Paul’s not just talking about this as theory: for him, it’s a lived experience, an organic union walking in step with the Holy Spirit in everyday life. Vv15-16 get at this more explicitly: “For you did not receive a spirit that makes you a slave again to fear, but you received the Spirit of sonship. And by him we cry, "Abba, Father." The Spirit himself testifies with our spirit that we are God’s children.” There’s a heartfelt cry, a constant communication, an appealing to our Heavenly Papa for direction each day, each moment. Along with this comes assurance that He is in fact living in us: the Spirit testifies with our spirit we are His, we belong to Him, His very Spirit is living in us. Back to 1John 4:13,15 “We know that we live in him and he in us, because he has given us of his Spirit...If anyone acknowledges that Jesus is the Son of God, God lives in him and he in God.” Marvelous! Incredible – but true!


Paul in Ephesians 5:18 emphasizes this being led by the Spirit moment by moment is not something that happens automatically: it’s a conscious choice. 5:18 “...be filled with the Spirit.” The verb tense used here (present tense) could be rendered, ‘keep on being filled with the Spirit.’

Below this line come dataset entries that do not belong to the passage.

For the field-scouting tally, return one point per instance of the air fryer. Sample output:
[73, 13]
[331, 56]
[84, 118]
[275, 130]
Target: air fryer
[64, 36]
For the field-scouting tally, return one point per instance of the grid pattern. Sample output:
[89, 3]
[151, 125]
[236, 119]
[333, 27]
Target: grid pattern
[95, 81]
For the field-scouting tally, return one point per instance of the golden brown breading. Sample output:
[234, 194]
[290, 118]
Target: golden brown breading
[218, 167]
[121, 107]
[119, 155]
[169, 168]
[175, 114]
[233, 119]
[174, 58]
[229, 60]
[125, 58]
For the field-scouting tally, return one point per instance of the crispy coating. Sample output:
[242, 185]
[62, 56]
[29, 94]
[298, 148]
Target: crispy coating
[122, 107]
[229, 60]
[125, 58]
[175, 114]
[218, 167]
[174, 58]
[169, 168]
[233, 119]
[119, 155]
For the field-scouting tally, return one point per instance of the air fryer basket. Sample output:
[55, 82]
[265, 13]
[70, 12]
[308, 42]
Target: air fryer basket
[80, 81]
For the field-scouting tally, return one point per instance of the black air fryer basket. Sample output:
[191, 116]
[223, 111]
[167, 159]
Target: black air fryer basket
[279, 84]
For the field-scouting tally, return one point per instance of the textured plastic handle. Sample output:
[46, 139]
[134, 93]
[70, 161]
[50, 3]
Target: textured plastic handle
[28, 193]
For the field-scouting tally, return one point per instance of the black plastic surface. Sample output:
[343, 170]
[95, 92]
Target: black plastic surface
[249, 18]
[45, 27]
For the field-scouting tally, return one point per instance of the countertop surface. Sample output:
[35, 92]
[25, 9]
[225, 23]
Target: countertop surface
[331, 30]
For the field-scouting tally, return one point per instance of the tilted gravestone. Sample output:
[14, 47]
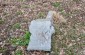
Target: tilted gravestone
[41, 31]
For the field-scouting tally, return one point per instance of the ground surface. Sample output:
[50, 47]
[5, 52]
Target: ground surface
[16, 15]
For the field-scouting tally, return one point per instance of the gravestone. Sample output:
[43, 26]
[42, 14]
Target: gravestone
[41, 31]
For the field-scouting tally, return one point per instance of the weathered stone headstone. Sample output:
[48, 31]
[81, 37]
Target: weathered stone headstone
[41, 31]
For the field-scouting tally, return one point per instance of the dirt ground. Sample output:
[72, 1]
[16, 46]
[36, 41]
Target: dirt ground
[16, 15]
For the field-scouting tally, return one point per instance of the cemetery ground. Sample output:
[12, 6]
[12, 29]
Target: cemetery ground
[15, 18]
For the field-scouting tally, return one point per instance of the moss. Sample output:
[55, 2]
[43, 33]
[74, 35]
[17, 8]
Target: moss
[21, 41]
[18, 52]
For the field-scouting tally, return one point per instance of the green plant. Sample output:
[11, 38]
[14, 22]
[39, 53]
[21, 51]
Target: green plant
[18, 52]
[56, 4]
[21, 41]
[1, 21]
[2, 49]
[16, 26]
[19, 13]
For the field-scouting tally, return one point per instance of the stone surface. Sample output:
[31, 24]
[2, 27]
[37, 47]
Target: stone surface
[41, 31]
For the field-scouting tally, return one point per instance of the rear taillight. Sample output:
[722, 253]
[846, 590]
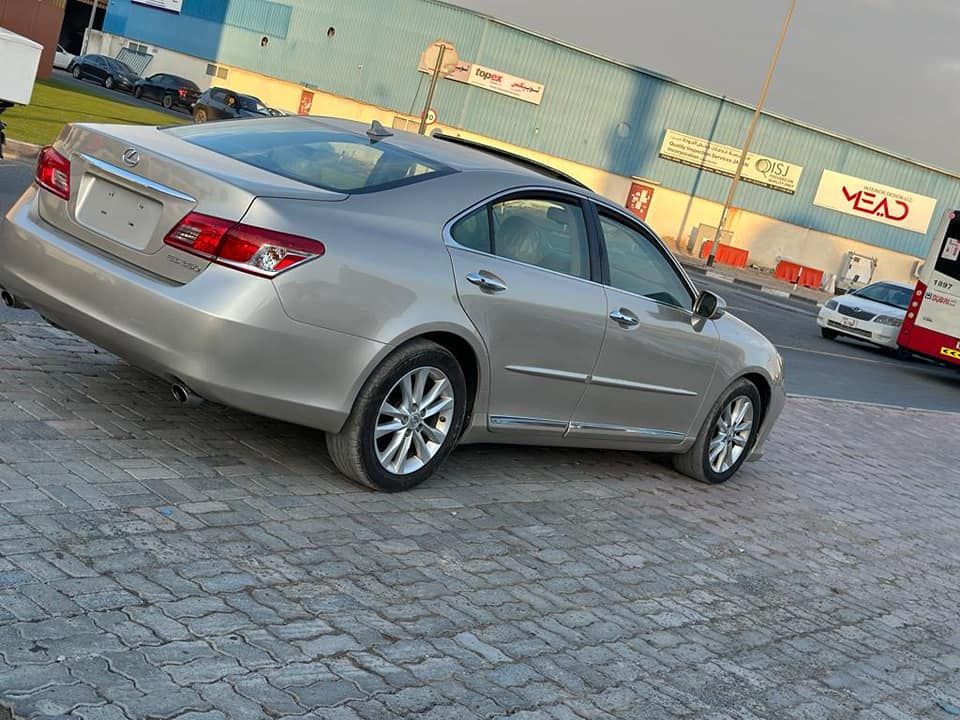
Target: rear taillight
[244, 247]
[53, 172]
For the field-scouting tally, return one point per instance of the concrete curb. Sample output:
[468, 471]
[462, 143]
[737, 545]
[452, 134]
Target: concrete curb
[19, 150]
[754, 284]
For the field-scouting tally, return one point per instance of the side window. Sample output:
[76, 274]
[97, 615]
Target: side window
[638, 266]
[551, 234]
[473, 231]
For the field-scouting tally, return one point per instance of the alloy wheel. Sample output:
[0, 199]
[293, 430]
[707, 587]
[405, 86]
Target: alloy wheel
[414, 420]
[731, 434]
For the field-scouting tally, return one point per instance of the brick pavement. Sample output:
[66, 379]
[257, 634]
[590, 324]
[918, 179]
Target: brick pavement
[202, 564]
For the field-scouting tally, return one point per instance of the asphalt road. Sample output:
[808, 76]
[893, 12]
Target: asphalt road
[842, 370]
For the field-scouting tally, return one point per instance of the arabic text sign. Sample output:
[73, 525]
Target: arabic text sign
[170, 5]
[495, 81]
[501, 82]
[873, 201]
[723, 159]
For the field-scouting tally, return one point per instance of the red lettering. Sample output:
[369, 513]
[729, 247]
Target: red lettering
[866, 203]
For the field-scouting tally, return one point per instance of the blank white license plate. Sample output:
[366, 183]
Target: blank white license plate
[117, 213]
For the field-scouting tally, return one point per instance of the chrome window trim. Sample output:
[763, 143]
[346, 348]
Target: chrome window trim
[572, 197]
[669, 256]
[134, 179]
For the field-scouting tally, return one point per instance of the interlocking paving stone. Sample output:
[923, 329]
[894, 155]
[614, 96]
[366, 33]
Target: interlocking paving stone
[164, 562]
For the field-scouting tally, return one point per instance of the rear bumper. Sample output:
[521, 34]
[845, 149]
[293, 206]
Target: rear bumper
[224, 334]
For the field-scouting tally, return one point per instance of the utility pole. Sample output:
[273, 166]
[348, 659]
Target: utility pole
[93, 16]
[753, 126]
[433, 87]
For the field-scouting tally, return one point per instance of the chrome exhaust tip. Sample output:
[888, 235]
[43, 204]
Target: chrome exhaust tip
[184, 395]
[9, 300]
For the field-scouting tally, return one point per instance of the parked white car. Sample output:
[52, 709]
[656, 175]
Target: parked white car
[62, 59]
[874, 313]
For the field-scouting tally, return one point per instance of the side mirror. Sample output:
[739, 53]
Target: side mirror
[709, 306]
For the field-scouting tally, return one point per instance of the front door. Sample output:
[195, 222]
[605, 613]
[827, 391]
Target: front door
[657, 358]
[523, 275]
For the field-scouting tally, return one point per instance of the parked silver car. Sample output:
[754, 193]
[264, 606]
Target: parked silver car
[401, 293]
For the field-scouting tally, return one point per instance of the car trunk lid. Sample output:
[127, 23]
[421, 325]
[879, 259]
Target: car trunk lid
[131, 185]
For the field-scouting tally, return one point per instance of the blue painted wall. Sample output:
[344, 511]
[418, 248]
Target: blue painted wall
[594, 111]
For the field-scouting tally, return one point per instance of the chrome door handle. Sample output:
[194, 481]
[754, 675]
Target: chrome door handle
[624, 317]
[486, 283]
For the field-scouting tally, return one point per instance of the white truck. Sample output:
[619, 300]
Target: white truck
[20, 58]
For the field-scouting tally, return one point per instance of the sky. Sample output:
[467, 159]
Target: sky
[881, 71]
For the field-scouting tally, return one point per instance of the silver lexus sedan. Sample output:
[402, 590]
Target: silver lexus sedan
[401, 293]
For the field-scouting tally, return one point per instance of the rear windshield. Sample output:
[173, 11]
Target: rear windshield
[326, 159]
[892, 295]
[252, 104]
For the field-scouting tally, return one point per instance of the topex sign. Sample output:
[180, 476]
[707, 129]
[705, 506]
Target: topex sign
[873, 201]
[723, 160]
[169, 5]
[494, 80]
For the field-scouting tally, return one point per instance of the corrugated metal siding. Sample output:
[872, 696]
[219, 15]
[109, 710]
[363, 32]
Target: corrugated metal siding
[594, 111]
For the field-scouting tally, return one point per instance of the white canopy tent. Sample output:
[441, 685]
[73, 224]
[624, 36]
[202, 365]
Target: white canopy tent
[19, 58]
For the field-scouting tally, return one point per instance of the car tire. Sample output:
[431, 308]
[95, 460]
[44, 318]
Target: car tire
[362, 456]
[697, 462]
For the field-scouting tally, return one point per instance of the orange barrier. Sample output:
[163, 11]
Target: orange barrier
[798, 274]
[726, 254]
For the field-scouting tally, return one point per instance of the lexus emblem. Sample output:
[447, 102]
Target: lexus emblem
[131, 157]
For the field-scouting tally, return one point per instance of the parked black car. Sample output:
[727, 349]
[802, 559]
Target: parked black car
[108, 71]
[169, 90]
[223, 104]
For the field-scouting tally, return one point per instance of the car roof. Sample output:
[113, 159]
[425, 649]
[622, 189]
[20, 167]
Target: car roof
[451, 154]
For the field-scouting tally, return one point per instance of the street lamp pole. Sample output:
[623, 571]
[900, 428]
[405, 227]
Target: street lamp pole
[433, 87]
[753, 126]
[93, 16]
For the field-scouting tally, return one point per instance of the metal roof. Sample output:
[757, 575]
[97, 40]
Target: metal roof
[594, 110]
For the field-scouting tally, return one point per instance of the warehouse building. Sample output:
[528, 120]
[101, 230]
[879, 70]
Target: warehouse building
[662, 148]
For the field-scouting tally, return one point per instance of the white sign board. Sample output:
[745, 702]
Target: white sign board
[501, 82]
[873, 201]
[21, 57]
[723, 159]
[170, 5]
[493, 80]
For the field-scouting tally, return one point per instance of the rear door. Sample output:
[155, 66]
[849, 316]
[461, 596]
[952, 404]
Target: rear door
[657, 358]
[152, 88]
[524, 277]
[95, 69]
[217, 98]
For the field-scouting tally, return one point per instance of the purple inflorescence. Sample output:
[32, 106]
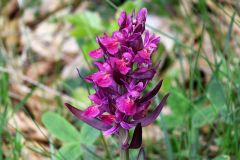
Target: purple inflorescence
[124, 70]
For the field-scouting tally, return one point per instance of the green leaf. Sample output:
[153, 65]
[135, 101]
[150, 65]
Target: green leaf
[222, 157]
[204, 116]
[179, 105]
[69, 151]
[215, 93]
[88, 135]
[59, 127]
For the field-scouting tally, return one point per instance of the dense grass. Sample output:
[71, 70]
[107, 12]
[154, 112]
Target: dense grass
[204, 86]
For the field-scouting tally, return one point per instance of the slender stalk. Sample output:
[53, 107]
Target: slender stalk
[106, 147]
[124, 153]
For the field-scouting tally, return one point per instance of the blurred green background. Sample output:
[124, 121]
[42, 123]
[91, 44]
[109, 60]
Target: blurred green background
[43, 42]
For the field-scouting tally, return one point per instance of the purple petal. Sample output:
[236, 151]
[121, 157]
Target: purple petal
[151, 94]
[98, 53]
[142, 14]
[144, 74]
[92, 111]
[95, 98]
[135, 42]
[107, 119]
[150, 118]
[137, 137]
[111, 44]
[90, 121]
[141, 154]
[146, 38]
[122, 18]
[126, 105]
[112, 130]
[101, 78]
[121, 66]
[126, 125]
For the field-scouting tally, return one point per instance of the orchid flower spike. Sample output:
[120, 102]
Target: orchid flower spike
[124, 63]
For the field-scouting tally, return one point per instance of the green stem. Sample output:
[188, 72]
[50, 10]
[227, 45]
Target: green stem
[106, 147]
[124, 153]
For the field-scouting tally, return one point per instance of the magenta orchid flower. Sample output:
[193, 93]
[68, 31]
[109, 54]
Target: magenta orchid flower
[119, 102]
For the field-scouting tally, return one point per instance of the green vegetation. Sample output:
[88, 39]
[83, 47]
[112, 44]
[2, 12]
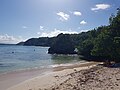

             Leighton Ford told of a visit his brother-in-law, Billy Graham, made to a very large and influential church. His guide told him of an unfortunate experience. One of the officers in that church had repeatedly gotten drunk, and so they had to discipline him and put him out of the church fellowship. Mr.Graham asked, "How long has it been since you put somebody out of the church for not being filled with the Spirit?" His guide looked startled. So Mr.Graham continued, "The Bible says, ‘Don't get drunk with wine,’ but the very same verse says, ‘Be filled with the Spirit.’” So you see, the positive command to be filled with the Spirit is just as binding on us as a negative command not to be drunk with wine. Let’s pray.